Bertha laughed. “The great Hannibal Heyes is a mite bashful.” Sensing the young man’s worry about his friend she hurried on. “ You stay still and I’ll tell you everything.”

Listening to Bertha and recalling his own memories the story came together for Heyes. He and his partner had once again carried out a job given to them by Lom at the Governor’s bequest and in doing so they had ended up being chased by a small posse in a sudden snowstorm. While trying to lose their pursuers they had forded a river and Heyes had been almost unseated by the force of the current. His memories were hazy but he recalled Kid helping him strip out of his wet clothes and providing him with dry items from Kid’s own dry saddle bag. He tried to refuse the sheepskin jacket but his stubborn partner would have none of that. They couldn’t chance building a fire so looking back on it Heyes realized his partner’s jacket had probably saved his life.

“Oh my God! Bertha, how the hell did Kid manage to find you without freezing to death?”

“I’d say it was sheer damn stubbornness.” Bertha Glanced over to Curry her eyes misted over as she turned back to Heyes.
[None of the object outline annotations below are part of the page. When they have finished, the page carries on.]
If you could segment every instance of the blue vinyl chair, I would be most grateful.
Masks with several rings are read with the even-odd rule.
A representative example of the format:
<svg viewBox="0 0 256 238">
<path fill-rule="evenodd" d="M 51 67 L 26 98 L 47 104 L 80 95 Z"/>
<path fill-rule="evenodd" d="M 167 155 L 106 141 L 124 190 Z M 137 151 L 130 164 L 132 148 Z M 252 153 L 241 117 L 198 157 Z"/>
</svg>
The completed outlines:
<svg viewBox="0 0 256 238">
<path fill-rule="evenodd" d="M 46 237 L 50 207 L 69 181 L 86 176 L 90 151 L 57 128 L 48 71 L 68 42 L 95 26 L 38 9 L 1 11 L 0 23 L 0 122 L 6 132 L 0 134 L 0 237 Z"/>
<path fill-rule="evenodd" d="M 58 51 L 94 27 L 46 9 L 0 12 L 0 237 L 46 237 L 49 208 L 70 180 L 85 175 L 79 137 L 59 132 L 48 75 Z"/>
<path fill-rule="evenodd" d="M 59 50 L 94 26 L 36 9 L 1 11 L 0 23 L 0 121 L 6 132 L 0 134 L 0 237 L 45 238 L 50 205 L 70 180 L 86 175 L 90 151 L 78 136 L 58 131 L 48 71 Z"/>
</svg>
“It’s the fifth of December, Heyes, you have been here three days and all that time Kid watched over you and refused to grab more than a few hours of sleep but last night he knew you were over the worst of it so he finally let us move a trestle in for him and he’s sleeping like a baby. It might be his jacket that saved your life but it’s the strength of your friendship that keeps you both alive. God help you both because that’s some responsibility.”